Statistics in Biosciences

Unlocking Biological Mysteries with Statistical Expertise
Publisher: SPRINGERISSN: 1867-1764Frequency: 3 issues/year

Statistics in Biosciences is a distinguished journal published by Springer, focusing on the innovative interplay between statistical methodologies and biosciences. Established in 2009, this journal aims to provide a platform for the dissemination of cutting-edge research in statistical applications within biochemistry, genetics, and molecular biology. With an impressive impact factor and a distinguished ranking in multiple categories, including Q2 in Biochemistry, Genetics and Molecular Biology (miscellaneous) and Q3 in Statistics and Probability, it serves as a crucial resource for researchers, professionals, and students seeking to deepen their understanding of statistical applications in biological contexts. The journal is accessible through traditional subscription models, ensuring that high-quality research remains available to a wide audience.
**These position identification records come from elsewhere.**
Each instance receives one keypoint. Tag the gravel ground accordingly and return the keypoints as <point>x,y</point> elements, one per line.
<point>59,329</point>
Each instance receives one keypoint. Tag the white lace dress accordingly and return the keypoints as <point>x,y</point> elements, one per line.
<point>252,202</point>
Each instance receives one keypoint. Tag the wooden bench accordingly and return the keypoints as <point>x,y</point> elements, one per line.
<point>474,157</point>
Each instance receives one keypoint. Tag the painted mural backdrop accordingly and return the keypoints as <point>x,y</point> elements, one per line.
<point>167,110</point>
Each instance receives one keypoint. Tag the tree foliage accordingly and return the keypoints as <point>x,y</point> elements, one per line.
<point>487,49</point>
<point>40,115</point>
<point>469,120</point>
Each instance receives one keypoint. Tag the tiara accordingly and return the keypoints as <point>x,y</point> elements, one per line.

Featuring contributions that advance statistical theory and application in the biosciences, Statistics in Biosciences is committed to fostering collaboration and innovation in a rapidly evolving scientific landscape.

Statistical Methods and Applications

Unveiling robust methodologies for real-world impact.
Publisher: SPRINGER HEIDELBERGISSN: 1618-2510Frequency: 5 issues/year

Statistical Methods and Applications is a leading journal published by SPRINGER HEIDELBERG, dedicated to advancing the field of statistics and its applications in various domains. With an ISSN of 1618-2510 and an E-ISSN of 1613-981X, this journal serves as a vital resource for researchers and professionals looking to explore innovative statistical methodologies and their practical implications. The journal has demonstrated a notable influence within the scholarly community, ranked Q3 in both Statistics and Probability and Statistics, Probability and Uncertainty categories as of 2023. Covering a scope that spans from its inception in 1996 to the present, Statistical Methods and Applications provides robust platforms for empirical studies, theoretical advancements, and applied statistics. Although currently not open access, the journal is well-regarded for its rigorous peer-review process and commitment to high-quality research, making it an essential read for anyone dedicated to enhancing their statistical knowledge and expertise.